Hyperspectral images of control and infested samples were acquired from 75 image slices at 10 nm intervals between 960 and 1700 nm. A total of 64 features were extracted from the top four most significant wavelengths (1120 nm, 1300 nm, 1610 nm and 1650 nm), having 10 histogram features and 6 statistical features at 4 wavelengths. The iS of Khalas dates obtained average accuracies of 100%, 92% and 100% for two-class, six-class and pair-wise models, respectively. In general, QDA obtained better accuracy than LDA in all the classification models tested. Further work is required to test the efficiency of this technique for other date fruit varieties.
BCV
The near infrared area-scan imaging acquired a single image from 900 to 1700 nm. A total of 55 features (11 histogram features, 36 histogram groups and 8 texture features) were extracted from 3,150 images of dates. The overall highest classification accuracy for IS was 97% 96% and 100% for two-class, six-class and pair-wise models, respectively. The developed algorithm was tested on pooled dates (all three varieties combined) and 86% of IS were correctly classified. LDA obtained better classification accuracy than QDA.
In RGB color imaging, 16 features (11 histogram features and 5 textural features) from red, green, blue and grey components (total: 16x4=64 features) were extracted from RGB color images and applied to the statistical classification models. In two-class model, the highest accuracy obtained by Fard, Khalas and Naghal dates were 97%, 100% and 99%, respectively. In pooled dates, 99% of IS were correctly classified from control.

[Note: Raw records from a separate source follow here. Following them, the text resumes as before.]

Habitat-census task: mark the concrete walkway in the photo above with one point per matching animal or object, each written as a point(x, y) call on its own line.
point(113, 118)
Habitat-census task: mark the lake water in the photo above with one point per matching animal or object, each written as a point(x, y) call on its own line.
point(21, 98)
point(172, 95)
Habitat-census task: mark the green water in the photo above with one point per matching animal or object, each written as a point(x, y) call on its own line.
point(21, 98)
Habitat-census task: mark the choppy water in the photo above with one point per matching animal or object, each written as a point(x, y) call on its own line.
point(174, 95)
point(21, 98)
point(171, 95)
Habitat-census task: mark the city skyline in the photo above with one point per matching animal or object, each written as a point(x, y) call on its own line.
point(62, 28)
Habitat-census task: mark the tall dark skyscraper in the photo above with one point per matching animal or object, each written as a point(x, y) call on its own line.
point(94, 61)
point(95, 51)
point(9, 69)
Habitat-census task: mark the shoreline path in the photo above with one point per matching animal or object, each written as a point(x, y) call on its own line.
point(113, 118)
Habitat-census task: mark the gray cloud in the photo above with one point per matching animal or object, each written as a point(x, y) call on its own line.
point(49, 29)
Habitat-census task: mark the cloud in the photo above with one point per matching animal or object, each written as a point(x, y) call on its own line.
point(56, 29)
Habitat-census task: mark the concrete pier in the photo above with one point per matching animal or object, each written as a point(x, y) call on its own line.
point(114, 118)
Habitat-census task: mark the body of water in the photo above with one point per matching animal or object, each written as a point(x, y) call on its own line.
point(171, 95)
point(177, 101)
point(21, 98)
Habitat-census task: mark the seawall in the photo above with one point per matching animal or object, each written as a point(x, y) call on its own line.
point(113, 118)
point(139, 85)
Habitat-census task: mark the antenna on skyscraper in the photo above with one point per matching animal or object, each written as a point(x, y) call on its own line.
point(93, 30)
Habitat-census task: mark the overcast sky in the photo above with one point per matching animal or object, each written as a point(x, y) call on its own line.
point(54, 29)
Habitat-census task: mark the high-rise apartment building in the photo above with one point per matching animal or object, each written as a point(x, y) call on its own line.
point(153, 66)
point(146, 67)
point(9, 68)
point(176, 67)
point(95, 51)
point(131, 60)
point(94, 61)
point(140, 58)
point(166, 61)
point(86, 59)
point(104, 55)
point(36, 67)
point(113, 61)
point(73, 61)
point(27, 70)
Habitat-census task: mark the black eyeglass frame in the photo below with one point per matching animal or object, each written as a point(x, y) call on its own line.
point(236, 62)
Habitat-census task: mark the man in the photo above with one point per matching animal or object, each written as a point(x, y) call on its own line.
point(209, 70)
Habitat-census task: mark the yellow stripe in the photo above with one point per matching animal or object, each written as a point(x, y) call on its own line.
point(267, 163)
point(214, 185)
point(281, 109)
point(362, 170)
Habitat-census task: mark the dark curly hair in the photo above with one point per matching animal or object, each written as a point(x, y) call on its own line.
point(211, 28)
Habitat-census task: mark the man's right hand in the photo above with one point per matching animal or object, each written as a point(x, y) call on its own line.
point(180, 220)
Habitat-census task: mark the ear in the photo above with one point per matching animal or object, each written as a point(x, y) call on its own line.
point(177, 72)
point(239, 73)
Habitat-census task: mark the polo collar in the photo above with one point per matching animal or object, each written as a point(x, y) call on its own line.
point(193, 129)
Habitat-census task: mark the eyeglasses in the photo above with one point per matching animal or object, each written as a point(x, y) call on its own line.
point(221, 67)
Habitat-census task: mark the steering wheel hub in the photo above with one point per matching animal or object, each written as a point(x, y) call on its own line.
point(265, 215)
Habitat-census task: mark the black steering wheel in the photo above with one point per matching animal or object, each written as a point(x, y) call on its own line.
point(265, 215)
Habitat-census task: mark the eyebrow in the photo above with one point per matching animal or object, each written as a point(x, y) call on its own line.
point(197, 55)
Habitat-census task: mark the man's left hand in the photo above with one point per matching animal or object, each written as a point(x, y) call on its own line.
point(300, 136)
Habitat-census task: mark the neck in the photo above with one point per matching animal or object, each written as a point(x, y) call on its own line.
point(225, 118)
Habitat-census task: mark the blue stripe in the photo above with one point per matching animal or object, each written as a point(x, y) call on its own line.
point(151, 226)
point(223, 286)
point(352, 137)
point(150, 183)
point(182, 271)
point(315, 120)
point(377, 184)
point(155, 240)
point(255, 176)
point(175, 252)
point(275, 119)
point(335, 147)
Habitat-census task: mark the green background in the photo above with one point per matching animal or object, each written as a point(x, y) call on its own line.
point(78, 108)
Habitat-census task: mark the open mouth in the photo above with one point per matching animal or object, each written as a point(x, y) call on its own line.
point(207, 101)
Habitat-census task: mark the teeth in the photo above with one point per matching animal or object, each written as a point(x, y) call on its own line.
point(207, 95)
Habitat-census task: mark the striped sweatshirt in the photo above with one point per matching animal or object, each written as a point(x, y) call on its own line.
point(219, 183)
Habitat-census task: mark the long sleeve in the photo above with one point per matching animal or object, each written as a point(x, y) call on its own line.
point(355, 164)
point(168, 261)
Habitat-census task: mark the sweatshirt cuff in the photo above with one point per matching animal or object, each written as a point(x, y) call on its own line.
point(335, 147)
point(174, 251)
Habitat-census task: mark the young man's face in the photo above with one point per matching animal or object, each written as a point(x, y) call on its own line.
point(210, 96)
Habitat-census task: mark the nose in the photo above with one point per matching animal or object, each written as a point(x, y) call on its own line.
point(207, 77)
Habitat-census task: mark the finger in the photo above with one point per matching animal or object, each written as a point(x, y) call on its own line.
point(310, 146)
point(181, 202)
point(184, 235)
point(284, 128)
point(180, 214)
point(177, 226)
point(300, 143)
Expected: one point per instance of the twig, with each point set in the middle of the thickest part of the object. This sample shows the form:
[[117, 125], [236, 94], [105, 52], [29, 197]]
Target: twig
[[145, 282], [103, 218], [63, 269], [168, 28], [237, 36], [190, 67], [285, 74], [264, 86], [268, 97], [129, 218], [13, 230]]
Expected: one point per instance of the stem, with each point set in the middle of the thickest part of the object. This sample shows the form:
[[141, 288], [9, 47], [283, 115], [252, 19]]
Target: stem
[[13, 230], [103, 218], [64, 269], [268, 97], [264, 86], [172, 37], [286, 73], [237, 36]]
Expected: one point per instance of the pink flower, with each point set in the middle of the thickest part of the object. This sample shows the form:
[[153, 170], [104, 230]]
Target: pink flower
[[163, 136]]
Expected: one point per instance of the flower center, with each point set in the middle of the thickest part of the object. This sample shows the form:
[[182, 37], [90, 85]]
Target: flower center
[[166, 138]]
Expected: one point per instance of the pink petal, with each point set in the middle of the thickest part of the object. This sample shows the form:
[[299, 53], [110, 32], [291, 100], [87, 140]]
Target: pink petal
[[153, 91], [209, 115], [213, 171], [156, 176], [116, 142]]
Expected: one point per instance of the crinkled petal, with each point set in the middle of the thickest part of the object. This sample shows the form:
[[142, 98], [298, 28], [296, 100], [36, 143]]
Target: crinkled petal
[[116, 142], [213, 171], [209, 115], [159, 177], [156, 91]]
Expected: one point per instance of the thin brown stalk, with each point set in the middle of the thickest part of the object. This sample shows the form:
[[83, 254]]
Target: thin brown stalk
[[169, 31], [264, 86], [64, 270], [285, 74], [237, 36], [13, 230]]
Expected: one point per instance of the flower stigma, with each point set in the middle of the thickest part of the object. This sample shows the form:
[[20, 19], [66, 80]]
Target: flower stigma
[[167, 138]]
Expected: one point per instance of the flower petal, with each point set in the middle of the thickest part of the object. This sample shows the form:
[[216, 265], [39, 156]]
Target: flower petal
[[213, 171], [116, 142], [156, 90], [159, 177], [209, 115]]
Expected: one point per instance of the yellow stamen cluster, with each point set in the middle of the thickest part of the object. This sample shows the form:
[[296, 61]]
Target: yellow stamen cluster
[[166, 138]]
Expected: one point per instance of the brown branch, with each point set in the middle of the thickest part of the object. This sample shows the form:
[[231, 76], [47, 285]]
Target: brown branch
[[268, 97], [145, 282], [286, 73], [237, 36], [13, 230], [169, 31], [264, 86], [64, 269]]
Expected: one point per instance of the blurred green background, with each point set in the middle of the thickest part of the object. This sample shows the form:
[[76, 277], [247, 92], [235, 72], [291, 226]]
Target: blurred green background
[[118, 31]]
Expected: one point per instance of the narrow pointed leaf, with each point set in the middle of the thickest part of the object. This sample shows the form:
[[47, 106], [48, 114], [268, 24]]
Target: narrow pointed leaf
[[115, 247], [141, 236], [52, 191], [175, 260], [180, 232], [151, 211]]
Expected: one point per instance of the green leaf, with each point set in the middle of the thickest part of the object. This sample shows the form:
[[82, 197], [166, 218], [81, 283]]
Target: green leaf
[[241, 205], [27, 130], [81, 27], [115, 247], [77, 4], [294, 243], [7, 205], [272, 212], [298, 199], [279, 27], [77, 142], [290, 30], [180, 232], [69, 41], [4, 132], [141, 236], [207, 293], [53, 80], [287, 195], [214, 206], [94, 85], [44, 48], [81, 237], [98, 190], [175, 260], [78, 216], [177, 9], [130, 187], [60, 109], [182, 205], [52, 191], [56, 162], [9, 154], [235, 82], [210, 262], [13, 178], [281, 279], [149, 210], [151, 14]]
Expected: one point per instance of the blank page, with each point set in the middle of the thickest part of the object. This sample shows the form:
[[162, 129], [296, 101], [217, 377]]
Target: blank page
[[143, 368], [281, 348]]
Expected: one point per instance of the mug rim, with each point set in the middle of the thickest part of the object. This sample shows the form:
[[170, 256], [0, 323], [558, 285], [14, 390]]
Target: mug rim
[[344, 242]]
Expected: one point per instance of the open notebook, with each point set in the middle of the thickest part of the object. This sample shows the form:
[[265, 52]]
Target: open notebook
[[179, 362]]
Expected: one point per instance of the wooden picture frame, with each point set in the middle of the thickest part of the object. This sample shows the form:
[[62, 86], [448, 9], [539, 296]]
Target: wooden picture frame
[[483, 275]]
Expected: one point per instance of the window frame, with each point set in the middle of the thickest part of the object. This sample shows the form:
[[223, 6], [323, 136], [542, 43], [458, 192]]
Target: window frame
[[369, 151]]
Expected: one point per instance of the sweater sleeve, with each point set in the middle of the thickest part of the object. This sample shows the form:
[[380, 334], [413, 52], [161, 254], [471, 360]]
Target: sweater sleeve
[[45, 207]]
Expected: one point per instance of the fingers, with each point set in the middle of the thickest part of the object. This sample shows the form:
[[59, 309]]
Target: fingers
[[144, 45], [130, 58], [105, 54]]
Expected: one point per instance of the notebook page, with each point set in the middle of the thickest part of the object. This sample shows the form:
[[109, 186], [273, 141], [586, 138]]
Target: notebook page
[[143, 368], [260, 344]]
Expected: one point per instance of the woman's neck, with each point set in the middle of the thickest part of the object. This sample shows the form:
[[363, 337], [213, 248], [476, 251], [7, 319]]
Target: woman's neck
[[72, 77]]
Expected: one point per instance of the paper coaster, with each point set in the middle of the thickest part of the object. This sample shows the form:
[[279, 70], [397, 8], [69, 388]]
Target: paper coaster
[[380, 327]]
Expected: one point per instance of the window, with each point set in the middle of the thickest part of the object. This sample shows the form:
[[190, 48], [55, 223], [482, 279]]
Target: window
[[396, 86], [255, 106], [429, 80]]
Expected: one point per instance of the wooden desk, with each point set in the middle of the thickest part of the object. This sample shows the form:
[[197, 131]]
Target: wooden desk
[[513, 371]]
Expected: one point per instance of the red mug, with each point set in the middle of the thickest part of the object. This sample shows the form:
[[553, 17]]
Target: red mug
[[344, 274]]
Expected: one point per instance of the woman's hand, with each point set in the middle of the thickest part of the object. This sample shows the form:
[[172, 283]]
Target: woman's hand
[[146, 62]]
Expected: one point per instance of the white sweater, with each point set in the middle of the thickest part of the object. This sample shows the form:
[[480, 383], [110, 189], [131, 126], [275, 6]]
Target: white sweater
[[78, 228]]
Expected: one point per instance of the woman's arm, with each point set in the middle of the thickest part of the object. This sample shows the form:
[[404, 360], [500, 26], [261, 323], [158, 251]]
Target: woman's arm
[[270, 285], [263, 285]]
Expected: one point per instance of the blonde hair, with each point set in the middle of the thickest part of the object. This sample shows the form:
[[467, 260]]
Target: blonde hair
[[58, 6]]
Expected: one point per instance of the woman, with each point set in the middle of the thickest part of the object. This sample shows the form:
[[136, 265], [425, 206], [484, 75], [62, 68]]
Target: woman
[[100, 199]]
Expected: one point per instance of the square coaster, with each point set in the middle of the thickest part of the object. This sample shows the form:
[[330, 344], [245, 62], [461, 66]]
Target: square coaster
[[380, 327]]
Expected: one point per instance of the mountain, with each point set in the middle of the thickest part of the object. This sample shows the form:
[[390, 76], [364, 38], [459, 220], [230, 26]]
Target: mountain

In general, using reduced features by SLDA and SQDA, the classification accuracies obtained were less than LDA and QDA in most of the tested models.
All three imaging techniques developed in this study were effective for early detection of A. flavus on date fruits even before developing any visible symptoms. However, RGB color imaging can be effectively used as the least expensive and convenient imaging system to detect and classify fungus infected date fruits from healthy dates. Further studies are required to investigate the effect of moisture content, hardness, maturity stages and skin delamination of date fruits in the discrimination of healthy and fungus infected samples. The effectiveness of the developed algorithms should also be tested for other species of fungus infection in dates.